La première pellicule fut inventée par le pasteur Hannibal Goodwin, en 1887. Cette pellicule était également appelée « film flamme » car avait une forte tendance à l’inflammation, conséquence d’une composante de la pellicule, que l’on retrouve notamment dans certains explosifs.
Un arc électrique, source de lumière, se concentre sur la pellicule. Les images, progressant à raison de 16 par seconde, restent immobiles le temps de quelques secondes. Si l’image s’immobilise trois secondes ou plus, celle-ci court un grand risque d’inflammation si elle est en celluloïd, ou de fonte si elle est en acétate de cellulose.
Pour pallier à ce problème, une nouvelle pellicule a été mise au point, mais bien plus tard. Aujourd’hui, les pellicules tendent à disparaître au profit du numérique.

Voici ci-dessous notre interview avec Thierry, projectionniste depuis plus de 20 ans.

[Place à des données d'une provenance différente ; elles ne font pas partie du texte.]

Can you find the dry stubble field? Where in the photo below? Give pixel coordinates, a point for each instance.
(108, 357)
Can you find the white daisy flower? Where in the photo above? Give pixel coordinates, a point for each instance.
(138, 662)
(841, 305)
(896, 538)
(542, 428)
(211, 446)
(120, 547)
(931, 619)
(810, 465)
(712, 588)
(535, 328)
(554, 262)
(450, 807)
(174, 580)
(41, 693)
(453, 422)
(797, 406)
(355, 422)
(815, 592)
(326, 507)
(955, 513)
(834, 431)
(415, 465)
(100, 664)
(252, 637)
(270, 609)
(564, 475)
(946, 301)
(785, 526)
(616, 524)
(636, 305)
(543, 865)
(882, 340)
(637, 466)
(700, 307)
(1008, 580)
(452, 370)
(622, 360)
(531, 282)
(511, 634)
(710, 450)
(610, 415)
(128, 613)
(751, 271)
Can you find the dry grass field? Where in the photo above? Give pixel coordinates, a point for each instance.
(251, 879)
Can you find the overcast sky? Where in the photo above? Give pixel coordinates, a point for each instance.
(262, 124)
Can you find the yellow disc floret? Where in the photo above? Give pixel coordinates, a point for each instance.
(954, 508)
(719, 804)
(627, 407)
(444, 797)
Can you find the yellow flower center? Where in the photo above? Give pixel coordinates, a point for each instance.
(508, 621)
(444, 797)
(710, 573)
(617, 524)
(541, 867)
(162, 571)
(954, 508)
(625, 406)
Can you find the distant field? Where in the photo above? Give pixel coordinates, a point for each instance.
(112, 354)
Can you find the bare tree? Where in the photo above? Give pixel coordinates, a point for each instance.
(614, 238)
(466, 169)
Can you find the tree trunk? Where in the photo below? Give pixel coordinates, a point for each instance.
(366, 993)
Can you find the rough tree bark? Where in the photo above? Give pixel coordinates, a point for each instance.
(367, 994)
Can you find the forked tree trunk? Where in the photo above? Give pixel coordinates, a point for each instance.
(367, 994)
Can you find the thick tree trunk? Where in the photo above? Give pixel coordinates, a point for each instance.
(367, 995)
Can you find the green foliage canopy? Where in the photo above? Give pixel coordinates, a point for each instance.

Travaillez-vous souvent avec de la pellicule ?
« On travaille de moins en moins avec de la pellicule, mais dans certains festivals, comme Entrevues, on projette encore des films en 35mm. Nous avons même quelques films en 16 mm ! Malheureusement le numérique, moins cher et plus simple à utiliser tend à les remplacer. »

Préférez-vous travailler avec le numérique ou les pellicules ?
« c’est totalement différent, ce n’est pas comparable, même les techniques diffèrent. L’important est de projeter dans la meilleure qualité possible. »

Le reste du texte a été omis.